September 9, 2015 View Source on GitHub

Last weekend was PennApps XII, and our team (consisting of myself, Andrew, Wojtek, Yifei, Kingsong, and Bo) tackled the challenge of creating procedurally generated music. The result:! It doesn't always produce great sounding results, but it does enough of the time to feel like this was a successful project.


There are many ways in which one can create procedural music, but we wanted to use a neural network to try to learn from existing songs in an attempt to recognize common chord progressions and build new songs using those. We decided to only worry about chords and not melody since we only had the weekend and we figured that chords alone would be difficult enough to perfect. So, with that in mind, this is the process we had to go through to make our idea work.

Getting Training Data

We wanted to learn about chord progressions, so we had to get data about the chords in songs. For those without musical background, a chord consists of three or more notes (generally speaking, of course - there are always exceptions and edge cases). Chords can have different qualities depending on the relationships between the notes in them. Two basic chords are the major and minor chords: a major chord (such as C, E, G) tends to sound "happy" and a minor chord (such as C, E flat, G) tends to sound "sad". The notes can also be arpeggiated, meaning they are not played all at the same time, but rather in sequence. Additionally, you can have a chord of the same quality but starting on a different note (A, C, E and C, E flat, G are both minor chords). A chord also has a number with is, corresponding to what note of the scale it starts on. That is to say, the chords C, E, G and B flat, D, F are both I chords for the keys of C and B flat, respectively, since they start on the first notes of their keys' scales. Our algorithm would have to take a song and figure out what chords happen when and for how long based on the notes of the song, and figure out how they relate to the song's key.

We decided the best song input format to work with was midi rather than mp3, since a midi file stores information about tempo and notes and tracks rather than binary sound data, which is much harder to understand with a computer. That's not to say that parsing midis is easy, though. A standard song is broken up into multiple tracks and instruments which are played simultaneously and have to be examined all at once in order to get a full understanding of the notes being played at a given time. Not all tracks need to be or should be analyzed, though. For example, in midi files, the drum track is a track with notes just like any other instrument. Luckily for the specific case of the drum track, drums are on channel 10 of a midi, so that one can be ignored.

Once we have all the note data, we needed to keep track of what notes are being played at any given time to see when a chord ends.
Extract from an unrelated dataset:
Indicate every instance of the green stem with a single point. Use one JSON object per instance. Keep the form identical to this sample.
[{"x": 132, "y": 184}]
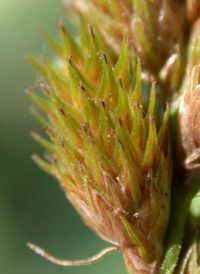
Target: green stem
[{"x": 180, "y": 206}]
We worked in quarter note intervals, trying to intelligently work around edge cases such as notes that really belong to the next chord but start early in order to transition from one chord to the next. Although we made decent progress, in order for training data to work reasonably well, it also took some human tuning of the data. This meant that generating good input took a while, so we didn't end up producing as much training data as would be required to raise the neural network to its full potential. However, with around 14 songs, it was decent enough to still see results.

Making the Neural Network

In order to learn from existing songs, we had to come up with a way to turn songs into a format understandable by the neural network. We decided to simply enumerate the chords we found in the training data so that each combination of chord quality (major, minor, etc) and root note (essentially, the number of the scale for the bottom note of the chord) is mapped to an integer. A song would be composed of a list of these chord numbers, with chords lasting for four beats being represented by the same number four times in a row in the list.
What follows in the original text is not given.